The good news: 50 Cent just got a movie deal for $200 million. The bad news: It's for 10 movies, and even if they do make any money, he'll probably have to split it with a shedload of people.

It's not like the TIs just cut Fiddy a check for $200 million - which, from what I understand, was how record deals used to work back in the day. Remember back when Janet Jackson or REM or somebody would get a deal for some ridonkulous nine figure sum? It's not like they had to take that $200 million and use it to make 10 albums that cost $20 million a piece, and so it was really like they were getting a deal for jack schitt. Maybe they could pay themselves some sort of salary out of that $20 million per album, if there was any left over.

Which wouldn't necessarily be a bad deal, for most of us. One tenth of one percent of $20 million would more money than I've ever made in a year - but that's because I'm a broke motherfucker. This is 50 Cent we're talking about. He once made $400 million in one year. Possibly more, if he made money from anything that year other than the sale of Vitamin Water to Coca Cola. Even if his windfall from that deal was way less than the ridonkulous figure quoted in the press, he probably took home more money that year than the entire amount of this film deal.

The problem being, it's not like this deal is for some shit he can have done in a few months. It takes a long time to make a movie, even if said movie is a steaming pile of excrement. Tyler Perry can only crank out one every six months or so, and it looks like all of his movies are just variations on the one where the black guy dresses up like an old lady, Morehouse-style, and the one where the relationships of several black couples are in a state of disarray. They can't be that hard to come up with. I'm surprised the studio haven't hired a chinaman to undercut him.

Probably because Tyler Perry would take to his email list - which I'm sure is the same list behind those Jena 6 protests, and the rumor that black people's right to vote was gonna expire in 2007, the year before we elected our first black-ish president - and explain that the TIs were using cheap Chinese labor to purposely undercut him. Imagine the outrage that would ensue. Remember the time Roger Ebert had the sheer balls to suggest that Tyler Perry's movies weren't very good? And that was Roger Ebert. He should have a pass to throw shitty black movies under a bus - he's married to a black woman. He's a better man than I am.

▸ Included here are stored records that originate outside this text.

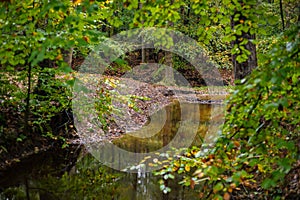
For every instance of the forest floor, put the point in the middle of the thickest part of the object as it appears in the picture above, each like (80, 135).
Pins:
(159, 95)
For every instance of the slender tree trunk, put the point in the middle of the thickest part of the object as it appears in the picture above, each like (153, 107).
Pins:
(169, 75)
(68, 56)
(243, 69)
(281, 14)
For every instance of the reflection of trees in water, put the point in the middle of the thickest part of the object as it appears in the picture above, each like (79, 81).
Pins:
(185, 119)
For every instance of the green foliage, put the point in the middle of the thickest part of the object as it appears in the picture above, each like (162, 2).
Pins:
(258, 143)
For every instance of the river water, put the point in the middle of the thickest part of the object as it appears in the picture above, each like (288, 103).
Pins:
(75, 173)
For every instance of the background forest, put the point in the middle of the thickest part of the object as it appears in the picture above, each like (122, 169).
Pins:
(254, 44)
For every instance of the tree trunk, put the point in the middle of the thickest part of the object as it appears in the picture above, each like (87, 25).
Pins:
(68, 56)
(169, 75)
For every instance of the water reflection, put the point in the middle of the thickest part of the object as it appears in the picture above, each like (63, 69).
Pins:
(178, 119)
(62, 175)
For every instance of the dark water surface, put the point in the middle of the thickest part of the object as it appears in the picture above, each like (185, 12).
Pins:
(73, 173)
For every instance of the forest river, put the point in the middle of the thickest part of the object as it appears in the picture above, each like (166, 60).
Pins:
(73, 173)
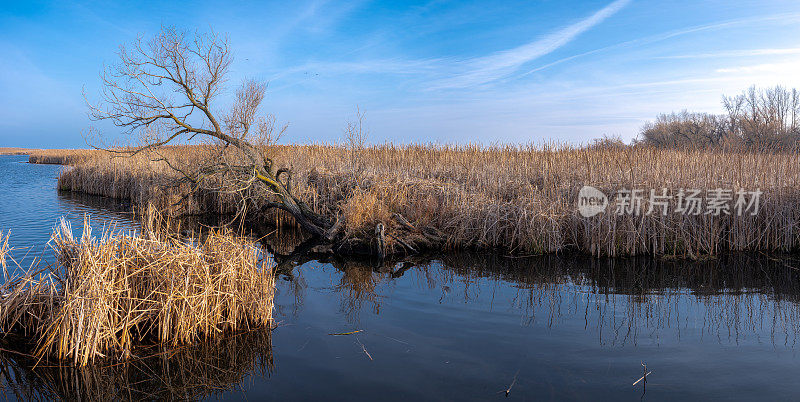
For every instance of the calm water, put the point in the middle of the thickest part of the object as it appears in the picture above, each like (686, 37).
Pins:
(463, 326)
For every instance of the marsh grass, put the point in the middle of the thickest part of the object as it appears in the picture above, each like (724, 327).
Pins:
(518, 199)
(109, 293)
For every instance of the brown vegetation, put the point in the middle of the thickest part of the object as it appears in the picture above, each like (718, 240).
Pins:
(107, 295)
(522, 200)
(15, 151)
(756, 118)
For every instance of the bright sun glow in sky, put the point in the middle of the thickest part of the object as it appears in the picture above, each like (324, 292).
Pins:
(427, 71)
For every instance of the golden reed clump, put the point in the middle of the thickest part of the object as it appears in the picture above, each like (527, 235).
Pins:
(109, 294)
(519, 199)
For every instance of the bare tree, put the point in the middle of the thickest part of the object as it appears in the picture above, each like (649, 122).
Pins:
(164, 91)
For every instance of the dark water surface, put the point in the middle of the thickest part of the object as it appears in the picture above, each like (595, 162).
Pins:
(465, 326)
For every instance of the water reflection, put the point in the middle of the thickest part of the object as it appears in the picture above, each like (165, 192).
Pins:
(618, 299)
(187, 373)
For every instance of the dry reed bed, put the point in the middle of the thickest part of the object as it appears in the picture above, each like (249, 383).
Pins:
(521, 199)
(110, 294)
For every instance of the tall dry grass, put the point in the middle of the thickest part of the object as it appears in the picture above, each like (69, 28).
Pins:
(521, 199)
(110, 293)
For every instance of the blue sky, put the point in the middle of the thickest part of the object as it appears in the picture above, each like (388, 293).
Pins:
(427, 71)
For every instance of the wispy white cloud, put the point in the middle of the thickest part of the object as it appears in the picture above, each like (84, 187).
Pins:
(736, 53)
(788, 68)
(501, 64)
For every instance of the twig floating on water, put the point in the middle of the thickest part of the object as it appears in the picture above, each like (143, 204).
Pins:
(347, 333)
(508, 390)
(364, 348)
(643, 377)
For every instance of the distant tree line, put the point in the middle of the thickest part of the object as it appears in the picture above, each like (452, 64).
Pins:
(758, 117)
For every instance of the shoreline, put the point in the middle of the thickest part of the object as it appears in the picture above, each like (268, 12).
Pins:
(437, 199)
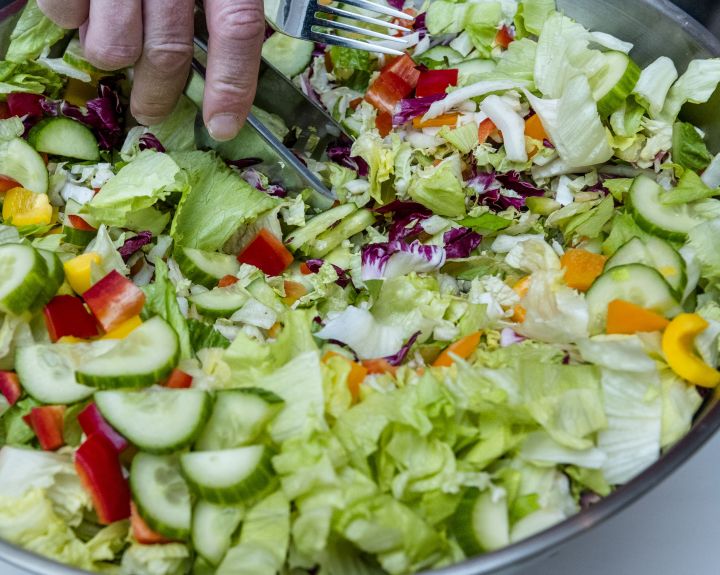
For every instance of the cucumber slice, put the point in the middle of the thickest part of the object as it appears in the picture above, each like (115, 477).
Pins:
(671, 222)
(289, 55)
(143, 358)
(318, 225)
(655, 253)
(19, 161)
(205, 268)
(64, 137)
(156, 421)
(481, 522)
(615, 82)
(220, 302)
(161, 495)
(213, 527)
(23, 274)
(634, 283)
(238, 418)
(231, 475)
(47, 371)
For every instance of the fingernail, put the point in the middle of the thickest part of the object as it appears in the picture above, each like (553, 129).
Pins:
(223, 127)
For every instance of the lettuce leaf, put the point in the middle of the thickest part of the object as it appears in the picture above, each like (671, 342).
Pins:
(217, 203)
(32, 34)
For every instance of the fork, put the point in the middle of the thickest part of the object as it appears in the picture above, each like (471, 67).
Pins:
(315, 20)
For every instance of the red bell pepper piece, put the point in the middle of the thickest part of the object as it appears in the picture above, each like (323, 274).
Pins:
(67, 315)
(114, 299)
(179, 379)
(435, 82)
(98, 466)
(10, 386)
(79, 224)
(7, 183)
(23, 104)
(396, 80)
(141, 531)
(504, 37)
(92, 422)
(267, 253)
(48, 423)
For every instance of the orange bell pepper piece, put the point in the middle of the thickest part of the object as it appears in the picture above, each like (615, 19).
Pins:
(463, 348)
(582, 268)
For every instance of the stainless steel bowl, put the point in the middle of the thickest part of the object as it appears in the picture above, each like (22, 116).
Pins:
(656, 27)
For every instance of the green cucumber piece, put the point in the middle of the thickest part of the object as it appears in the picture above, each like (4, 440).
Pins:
(317, 225)
(47, 371)
(19, 161)
(353, 224)
(615, 82)
(213, 527)
(64, 137)
(229, 476)
(220, 302)
(161, 495)
(481, 522)
(289, 55)
(671, 222)
(144, 357)
(239, 417)
(655, 253)
(156, 421)
(205, 268)
(23, 274)
(634, 283)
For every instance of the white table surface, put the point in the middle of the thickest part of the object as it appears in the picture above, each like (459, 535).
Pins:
(672, 531)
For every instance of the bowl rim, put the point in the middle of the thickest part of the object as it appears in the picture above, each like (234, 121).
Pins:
(522, 552)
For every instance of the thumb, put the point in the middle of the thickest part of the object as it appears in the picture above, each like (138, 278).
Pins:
(236, 29)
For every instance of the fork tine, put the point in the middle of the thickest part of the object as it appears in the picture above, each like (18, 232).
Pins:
(327, 38)
(361, 18)
(379, 8)
(317, 21)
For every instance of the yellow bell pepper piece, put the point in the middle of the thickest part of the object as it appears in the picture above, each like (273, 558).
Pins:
(25, 208)
(124, 329)
(677, 344)
(77, 271)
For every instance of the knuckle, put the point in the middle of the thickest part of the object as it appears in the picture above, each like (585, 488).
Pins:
(111, 56)
(240, 21)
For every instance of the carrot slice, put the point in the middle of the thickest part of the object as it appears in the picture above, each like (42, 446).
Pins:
(463, 348)
(582, 268)
(627, 318)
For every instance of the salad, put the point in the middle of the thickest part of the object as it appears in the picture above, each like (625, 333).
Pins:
(511, 308)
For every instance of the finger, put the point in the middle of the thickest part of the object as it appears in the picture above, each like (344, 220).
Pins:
(236, 30)
(163, 68)
(113, 39)
(68, 14)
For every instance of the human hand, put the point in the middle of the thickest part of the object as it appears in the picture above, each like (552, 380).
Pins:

These new 50 Cent movies are set to be released by Lionsgate, which I'm pretty sure is the same studio that releases those Tyler Perry movies. Which makes me wonder how they think the commercial prospects of these 50 Cent movies compare to those Tyler Perry movies. Those Tyler Perry movies are occasionally the top movies in the country, ahead of whatever white movies are released that week, albeit in weeks when the white movie isn't very good. It's not like he's beating out Inception, or one of those Twilight movies. But still. The last few 50 Cent movies have gone straight to video. And the last one that didn't was Righteous Kill, which didn't exactly set the world on fire. Neither did Get Rich or Die Trying, which had a similar pedigree to Eminem's popular and semi-worthwhile 8 Mile.

Which is not to say that this deal is necessarily doomed. This is not 2003 - I'm sure the TIs did the math, before they just up and cut a check for $200 million. Lionsgate has been in the movies for ignorant black people business for the last 5+ years now, so I'm sure they've got the economics down to a science. If each one of these future turds is budgeted at $20 million, that's probably the amount they can make just by licensing it to cable TV, foreign countries and what have you. I don't know how many people have cable over in Africa, percentage wise, but it's such a huge, vast continent. (They purposely make it seems smaller on maps and globes, because it's mostly insignificant.) And you see how apeshit they go for 50 Cent over there (pardon my use of the term). They were also really big on Milli Vanilli. There must be something about a musician who isn't really a musician that really resonates with people in Africa.